Parece que a Fifa resolveu dividir entre Pelé e Maradona o tal
prêmio de futebolista do século, a
ser entregue hoje. É uma solução
de compromisso para tentar desatar o "imbroglio" que a própria
entidade armou em torno da eleição do melhor do mundo. Mas o
estrago já está feito.
Dos dois lados da fronteira Brasil-Argentina, atiçaram-se as vaidades, os brios nacionalistas, os
moralismos rasteiros, o racismo e
os ódios ancestrais.
Se a intenção era essa, parabéns
à Fifa. Mas tudo indica que se tratou, na verdade, da burrada do
século. Queriam consagrar Pelé,
mas fizeram uma pesquisa entre
internautas, que, em sua maioria,
mal conhecem Pelé.
É mais ou menos como querer
homenagear Tom Jobim, ou Cole
Porter, e fazer uma votação entre
roqueiros para eleger o melhor
compositor. Claro que isso não dá
certo.
Tudo isso sem falar, obviamente, na total ausência de objetividade e representatividade de
uma enquete desse tipo, como
apontaram vários leitores.
É um pouco como a versão internáutica do "disque Marcelinho" concebido por Farah -provando mais uma vez que os cartolas brasileiros fazem escola pelo
mundo.
Tenho um palpite vadio, sem
nenhuma pretensão científica:
brasileiros e argentinos se odeiam
porque se invejam. Aos olhos deles, somos uma África inculta,
caótica e despudorada. Aos nossos olhos, eles são uns janotas arrogantes que se julgam europeus.

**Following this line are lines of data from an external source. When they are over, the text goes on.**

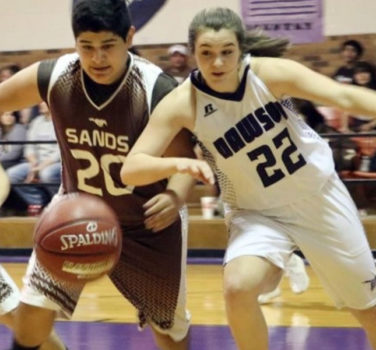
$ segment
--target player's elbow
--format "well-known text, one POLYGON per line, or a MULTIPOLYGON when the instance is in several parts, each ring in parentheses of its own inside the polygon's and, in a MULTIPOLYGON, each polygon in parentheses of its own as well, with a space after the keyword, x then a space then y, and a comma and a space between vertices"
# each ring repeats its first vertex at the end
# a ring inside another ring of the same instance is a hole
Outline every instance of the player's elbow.
POLYGON ((133 156, 128 156, 120 170, 120 178, 124 185, 142 185, 139 183, 140 176, 137 176, 137 164, 134 164, 133 156))

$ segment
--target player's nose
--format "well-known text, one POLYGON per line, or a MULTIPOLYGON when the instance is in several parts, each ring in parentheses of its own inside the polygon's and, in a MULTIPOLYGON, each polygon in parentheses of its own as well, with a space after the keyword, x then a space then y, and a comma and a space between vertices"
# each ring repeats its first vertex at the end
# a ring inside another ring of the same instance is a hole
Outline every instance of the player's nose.
POLYGON ((95 63, 101 63, 101 62, 104 61, 105 56, 106 56, 106 55, 105 55, 105 53, 104 53, 103 50, 101 50, 101 49, 96 49, 96 50, 94 50, 91 59, 92 59, 93 62, 95 62, 95 63))

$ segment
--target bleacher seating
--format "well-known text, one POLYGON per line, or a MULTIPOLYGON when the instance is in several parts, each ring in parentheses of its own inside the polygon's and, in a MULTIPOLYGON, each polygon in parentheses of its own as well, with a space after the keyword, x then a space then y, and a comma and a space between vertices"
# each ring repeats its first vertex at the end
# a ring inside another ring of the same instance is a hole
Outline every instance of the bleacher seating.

Talvez o que eles não suportem
em nós (ou na imagem que fazem
de nós) seja a sensualidade e a
alegria implícitas em nossa "africanidade". Talvez não suportemos o que vemos como seu europeísmo politizado e cosmopolita.
Mas Pelé e Maradona não têm
nada a ver com isso. São quase os
opostos desses estereótipos.
Maradona é um "pibe" meio índio, meio italiano, vindo de uma
periferia tumultuosa como a de
São Paulo ou a do Rio.
Pelé é um homem de negócios
objetivo e elegante. Parece mais
próximo da elite negra norte-americana que da grande massa
dos excluídos brasileiros de todas
as etnias.
Não deixa de ser curiosa essa
sobreposição invertida de clichês:
o negro Pelé é o "bom moço" da
história, enquanto o branco Maradona é o "mau elemento".
Essa brincadeira do acaso põe a
nu o ridículo do preconceito. Fico
com Drummond: "Todo ser humano é um estranho ímpar".